26 March 2008


I saw Nancy Pelosi at work a week or so ago. She was there for a fund raiser of some sort. She is shorter than I had envisioned.

Coming out of the bathroom, I was retying my apron. She was walking to the bathrooms. Her smile was so large that I thought maybe we could go spelunking and use it as illumination, the way it was gleaming in the dim light. You know, hold her aloft to light the way for us intrepid explorers, and such. Whatever. You have weird thoughts sometimes, too.

Me: You are Nancy Pelosi.
Nancy Pelosi: Yes I am.
Me: (slowly, and kind of creepily) N a n c y P e l o s i.
N.P.: Yeesssss. (smile dims significantly)

awkward silence

N.P.: Thank you for cooking tonight. It was delicious.* (smile looking very strained, as if her face might soon crack)
Me: Yeesssss.

This is where she went into the bathroom, and I realized that I am the reason everyone gets a security detail in Washington, DC. What the hell is wrong with me? At the very least I could have been like “Big ups for Balmer, Nanc! How's those grandkids treating you?”.
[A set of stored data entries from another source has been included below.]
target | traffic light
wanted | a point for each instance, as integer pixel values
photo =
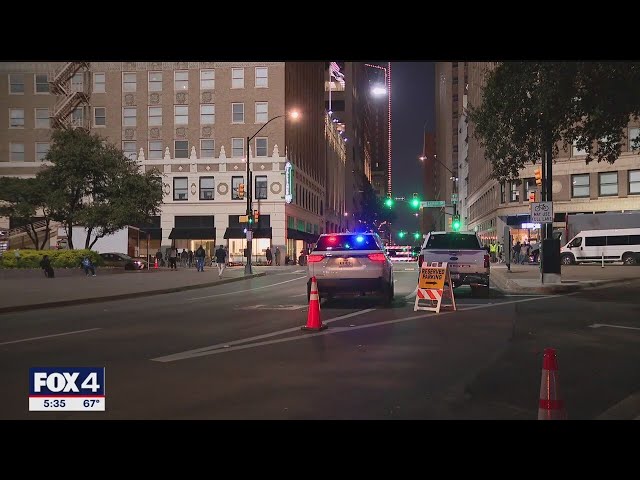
(415, 201)
(455, 223)
(389, 201)
(538, 174)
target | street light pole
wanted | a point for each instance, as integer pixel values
(249, 192)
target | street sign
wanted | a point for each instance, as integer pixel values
(432, 204)
(541, 212)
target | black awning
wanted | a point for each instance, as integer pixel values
(193, 234)
(238, 232)
(294, 234)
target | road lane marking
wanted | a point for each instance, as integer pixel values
(598, 325)
(237, 345)
(246, 290)
(50, 336)
(220, 346)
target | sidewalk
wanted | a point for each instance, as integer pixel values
(29, 289)
(526, 278)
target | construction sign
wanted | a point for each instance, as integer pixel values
(434, 284)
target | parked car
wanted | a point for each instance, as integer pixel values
(123, 260)
(351, 264)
Instead, with a slow yeesssssss, I ensured I am placed on an FBI watch list.

*It was not. I clearly remember thinking political parties will eat anything and be happy as long as it is accompanied by booze.



MB said...


katastrophe said...

I love this story. It's better than what I would have said, which would have been "sheeeee-itttttt". I think that's what i said when i let her cut in front of me at roland's to buy bananas and milk.